In Germany, in 1814, Wilhelm Sattler created an extremely toxic arsenic and verdigris compound pigment, Schweinfurt green–known also as Paris, Vienna, or emerald green–which became an instant favorite amongst designers and manufacturers the world over, thanks to its versatility in creating enduring yellows, vivid greens, and brilliant blues. Most insidiously, the arsenic-laced pigment made its way into intricately patterned, brightly colored wallpapers and from there, as they became increasingly in vogue, into the Victorian home. As its use became widespread, commercial arsenic mines increased production to meet the near-insatiable demand. Not least of which was the UK’s largest mining plant, DGC whose owner was William Morris, originator of the British Arts and Crafts movement and arguably the finest wallpaper designer of his generation.
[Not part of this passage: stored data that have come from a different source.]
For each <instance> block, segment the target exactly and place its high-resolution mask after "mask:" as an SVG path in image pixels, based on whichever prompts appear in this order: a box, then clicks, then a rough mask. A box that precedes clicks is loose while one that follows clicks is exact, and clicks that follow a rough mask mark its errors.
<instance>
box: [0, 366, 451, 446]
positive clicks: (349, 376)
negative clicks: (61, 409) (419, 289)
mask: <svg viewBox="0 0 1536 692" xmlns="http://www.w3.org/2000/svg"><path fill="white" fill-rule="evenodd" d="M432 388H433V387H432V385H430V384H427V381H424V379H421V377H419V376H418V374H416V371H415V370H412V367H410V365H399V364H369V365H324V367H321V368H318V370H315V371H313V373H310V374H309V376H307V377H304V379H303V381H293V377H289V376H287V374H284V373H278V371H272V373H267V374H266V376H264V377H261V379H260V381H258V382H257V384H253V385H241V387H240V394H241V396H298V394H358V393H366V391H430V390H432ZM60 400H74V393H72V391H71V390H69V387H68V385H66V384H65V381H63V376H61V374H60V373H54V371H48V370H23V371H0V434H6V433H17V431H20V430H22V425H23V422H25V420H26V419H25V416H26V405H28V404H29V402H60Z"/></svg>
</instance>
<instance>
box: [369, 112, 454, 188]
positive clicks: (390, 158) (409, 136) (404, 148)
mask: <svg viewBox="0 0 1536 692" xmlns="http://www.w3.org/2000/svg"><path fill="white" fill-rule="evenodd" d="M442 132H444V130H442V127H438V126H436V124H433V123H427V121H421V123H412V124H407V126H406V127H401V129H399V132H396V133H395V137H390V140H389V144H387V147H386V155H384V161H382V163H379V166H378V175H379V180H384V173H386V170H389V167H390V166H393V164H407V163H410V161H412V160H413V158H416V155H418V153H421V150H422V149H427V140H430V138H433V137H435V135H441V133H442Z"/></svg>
Bitten by Witch Fever (Morris’s own phrase to dismiss arsenic- and- wall-paper-related public health concerns in 1885) tells this fatal story of Victorian home décor, building upon new research conducted especially for this book by the British National Archive, on their own samples. Spliced between the sections of text are stunning facsimiles of the wallpapers themselves.

Reviews

Replicates the papers’ hues and texture, with meticulous color-matching and heavyweight stock, interspersing color-themed sections with booklets that relate the history and uses of the poison.

— The Wall Street Journal

Fascinating… Perhaps the ultimate answer as to why arsenic-laced wallpaper continued to proliferate the market for so long lies in their undeniable aesthetic appeal. Dangerously beautiful yes, but with an allure that stands the test of time—and should serve as an enduring warning for all.

— Vogue.com

Tells the story of the extensive use of arsenic in the 19th century [and] includes pictures of objects and artworks made from substances that incorporated arsenic, and advertisements for arsenic-filled products for Victorian women, such as soap with a doctor’s certificate to ensure its harmlessness.

— The Atlantic.com

An unnerving account of an unexpected killer in the elaborately decorated homes of Victorian England: arsenic-laced wallpaper…The book’s gorgeous wallpaper facsimiles give no hint of their toxicity; they beautifully evoke Victorian style with their ornate patterns and rich, vivid colors, illustrating why these papers, and specifically their green shades, were so popular.

— Publishers Weekly

Contributors

Lucinda Hawksley

Author

Lucinda Dickens Hawksley is the author of three biographies of Victorian artists: Lizzie Siddal, Kate Perugini (née Dickens), and Princess Louise. Lucinda is a regular lecturer at the National Portrait Gallery in London.